I was talking to Dave Kearns last week about a survey on identity theft that we recently conducted, and Dave posed an interesting question: What is identity theft? What qualifies? Is it having your credit card stolen? Does that qualify? Or is it when a thief uses your identity information to gain assets?
As usual, it was an interesting conversation with Dave posing good questions.
If a data theft happens and no financial theft occurs, is it identity theft or not? I pose that anytime there is a data breach and your information that you own and that has value is stolen – that is the theft. Not when someone then goes and gets a mortgage with it. It’s like the “if a tree falls in the forest and no one is there to hear it does it still make a sound?” question. If someone steals your private data and does not use it for financial gain, has a theft occurred? I say yes. Because the risk exists. And the fear. And ultimately because the value is in the data.
As our laws strive to catch up with the identity theft issue, we must define the theft at the point of data breach, not at the point of financial gain.
In the survey we recently conducted with Harris Interactive, we tried to gain an understanding of what adults in the US are currently thinking as it relates to identity theft. Here are a couple of interesting things that I learned:
1. Consumers’ action to prevent identity theft is higher than we thought. Specifically, consumers know and are taking the basic steps like changing their online passwords more frequently. That’s good.
2. Consumers are willing to take action, even if it’s inconvenient, if they are notified that their private data has been compromised. Specifically, they are willing to stop doing business with a retailer or a financial institution if they are notified that their data has been compromised.
My take-away here is that the power is with the consumer. Consumers are savvy about the identity theft issue. Consumers are willing to vote with their wallets, even if it’s a pain in the neck, and take their business elsewhere. So, increasingly, individuals are doing their part.

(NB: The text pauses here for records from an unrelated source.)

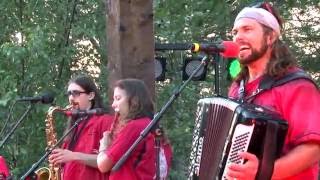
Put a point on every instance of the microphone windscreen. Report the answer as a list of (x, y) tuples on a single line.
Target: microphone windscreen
[(231, 49), (47, 98)]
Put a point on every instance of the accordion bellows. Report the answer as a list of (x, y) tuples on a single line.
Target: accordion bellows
[(224, 127)]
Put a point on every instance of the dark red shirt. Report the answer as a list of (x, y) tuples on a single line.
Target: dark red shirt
[(298, 102), (88, 142), (3, 167), (141, 165)]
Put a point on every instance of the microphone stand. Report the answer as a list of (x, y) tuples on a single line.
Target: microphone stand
[(216, 63), (16, 125), (157, 118), (48, 152)]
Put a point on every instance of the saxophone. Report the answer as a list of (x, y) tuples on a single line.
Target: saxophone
[(53, 172)]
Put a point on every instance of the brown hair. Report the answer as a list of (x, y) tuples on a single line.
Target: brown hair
[(139, 100)]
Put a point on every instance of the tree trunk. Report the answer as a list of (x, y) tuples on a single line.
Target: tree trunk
[(130, 42)]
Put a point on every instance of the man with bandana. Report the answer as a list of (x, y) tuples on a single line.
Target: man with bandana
[(262, 54)]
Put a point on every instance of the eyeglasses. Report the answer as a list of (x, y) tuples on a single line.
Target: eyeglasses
[(75, 93)]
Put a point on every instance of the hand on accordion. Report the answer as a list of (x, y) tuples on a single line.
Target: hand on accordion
[(246, 171)]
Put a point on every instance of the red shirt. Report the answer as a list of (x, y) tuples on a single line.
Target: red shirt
[(298, 102), (3, 167), (141, 164), (88, 142)]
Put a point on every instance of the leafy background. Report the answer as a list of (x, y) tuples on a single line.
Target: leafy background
[(43, 43)]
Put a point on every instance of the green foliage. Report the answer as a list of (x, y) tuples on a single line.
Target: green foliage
[(42, 43)]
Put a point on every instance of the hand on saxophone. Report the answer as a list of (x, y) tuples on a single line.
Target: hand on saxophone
[(59, 156), (105, 141)]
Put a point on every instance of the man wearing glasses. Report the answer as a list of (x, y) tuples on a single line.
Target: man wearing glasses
[(78, 155)]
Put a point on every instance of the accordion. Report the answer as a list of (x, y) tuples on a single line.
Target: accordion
[(224, 127)]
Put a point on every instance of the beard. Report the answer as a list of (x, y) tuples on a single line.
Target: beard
[(255, 54)]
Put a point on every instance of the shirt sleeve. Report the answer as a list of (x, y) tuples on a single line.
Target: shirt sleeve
[(300, 107), (124, 140)]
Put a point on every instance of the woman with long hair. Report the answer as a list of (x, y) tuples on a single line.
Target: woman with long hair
[(134, 110)]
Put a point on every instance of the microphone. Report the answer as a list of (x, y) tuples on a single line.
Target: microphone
[(45, 98), (81, 113), (227, 49)]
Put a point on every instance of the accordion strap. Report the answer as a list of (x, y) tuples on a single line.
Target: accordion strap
[(270, 147), (268, 82)]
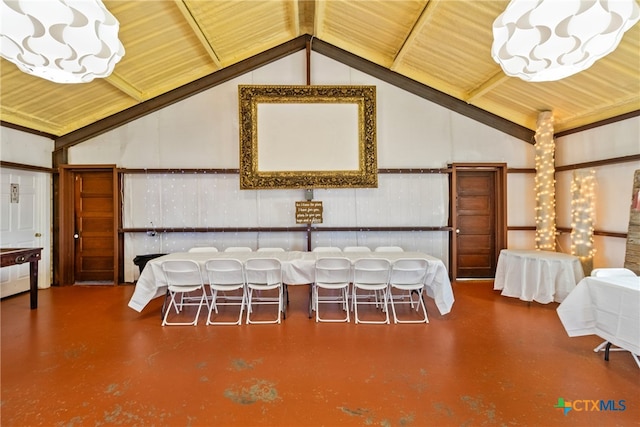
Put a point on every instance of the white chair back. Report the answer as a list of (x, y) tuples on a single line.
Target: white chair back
[(326, 249), (389, 249), (225, 273), (371, 271), (408, 272), (333, 270), (263, 273), (182, 273), (238, 249), (356, 249), (203, 249)]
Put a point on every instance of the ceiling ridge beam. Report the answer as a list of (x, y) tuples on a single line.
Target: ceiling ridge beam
[(183, 92), (197, 30), (122, 85), (425, 16)]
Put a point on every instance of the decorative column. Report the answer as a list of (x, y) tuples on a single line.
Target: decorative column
[(583, 217), (545, 183)]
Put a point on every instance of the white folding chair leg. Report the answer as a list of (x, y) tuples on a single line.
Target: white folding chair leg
[(419, 304), (250, 309), (214, 307), (385, 301), (203, 298)]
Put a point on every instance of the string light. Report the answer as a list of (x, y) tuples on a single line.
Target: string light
[(583, 216), (545, 183)]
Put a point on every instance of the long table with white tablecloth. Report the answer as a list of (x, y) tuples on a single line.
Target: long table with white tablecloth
[(608, 307), (298, 268)]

Companies need to take the steps necessary (and maybe tell their consumers what they are doing?) to increase consumer confidence. My recommendations to them are secure your data, secure your buildings, secure your networks – all of which ultimately come down to know WHO you are letting in and WHO you are keeping out.

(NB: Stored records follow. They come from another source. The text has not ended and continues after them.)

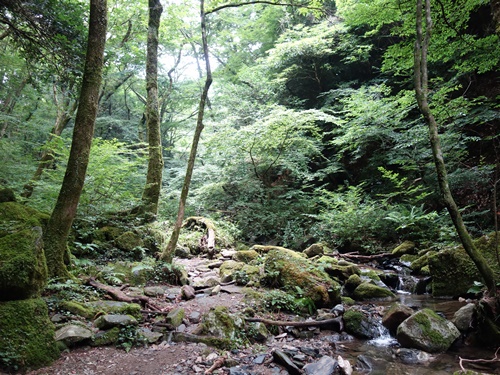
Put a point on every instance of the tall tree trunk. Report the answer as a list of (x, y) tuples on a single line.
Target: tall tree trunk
[(65, 112), (421, 91), (172, 243), (495, 12), (151, 193), (56, 234)]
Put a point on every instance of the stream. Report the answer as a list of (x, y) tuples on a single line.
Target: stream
[(384, 356)]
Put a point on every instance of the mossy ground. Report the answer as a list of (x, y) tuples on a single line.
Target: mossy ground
[(27, 335)]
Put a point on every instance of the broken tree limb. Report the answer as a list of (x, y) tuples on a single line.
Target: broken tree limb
[(119, 295), (308, 323)]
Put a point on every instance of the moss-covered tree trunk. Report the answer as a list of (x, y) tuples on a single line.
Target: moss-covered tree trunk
[(65, 112), (151, 193), (423, 28), (495, 12), (172, 243), (59, 225)]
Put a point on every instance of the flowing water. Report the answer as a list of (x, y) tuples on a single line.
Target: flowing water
[(383, 355)]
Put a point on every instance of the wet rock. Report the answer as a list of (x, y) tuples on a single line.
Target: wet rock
[(427, 331), (344, 365), (366, 291), (407, 247), (194, 317), (110, 321), (73, 333), (188, 292), (283, 359), (411, 356), (361, 324), (396, 314), (463, 317), (325, 366)]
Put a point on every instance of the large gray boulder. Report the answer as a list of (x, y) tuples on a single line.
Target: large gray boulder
[(427, 331)]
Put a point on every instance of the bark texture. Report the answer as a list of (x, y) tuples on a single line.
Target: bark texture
[(59, 225), (151, 193), (172, 243), (424, 28)]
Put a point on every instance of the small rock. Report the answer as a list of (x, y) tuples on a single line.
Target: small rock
[(188, 292), (73, 333), (114, 320), (283, 359), (325, 366), (344, 365), (194, 317)]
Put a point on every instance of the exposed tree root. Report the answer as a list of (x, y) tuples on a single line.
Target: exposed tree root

And – stop using SSN as an identifier! One reason identity theft has so much power is in its potential. You can search for and find, John Doe’s social security number if you hack into any of thousands of databases – alma maters, credit card companies, insurance companies. But what if we could – and I believe we can, (CAUTION: shameless plug ahead – using Sun’s identity management technology) – completely eradicate the use of social security numbers as a primary means of identifying people? What if we could use technology to go find everywhere you have this nine-digit number, with or without dashes, and take it out? After all, only the U.S. Social Security Administration really needs your social security number.
We have, in one of the identity products, the ability to randomly generate a number, so your number could be 123A7 and that would be your health-care number, for example – a number that will never be used again, is always associated with you, and is in no way, and in no place, tied to your social security number. Outside the context of your healthcare network, it is a meaningless number.
Less meaning = less risk.
We have made some progress here, my SSN for example is no longer on my healthcare card and I know many universities are no longer using SSN as the student number. I suspect, however, that SSNs are sitting in thousands of fields in thousands of databases and that is a problem. (A problem that the right Identity solution can help you solve…OK, I’ll stop).
I know I sound like a broken record, but once again that makes the point that security is changing – it is moving from a “lock it down” overhead function to a business driver. If Web 2.0 is to happen, if we are to enter the Participation Age in a meaningful way, then security will be a key driver behind the next wave of (networked, online) growth.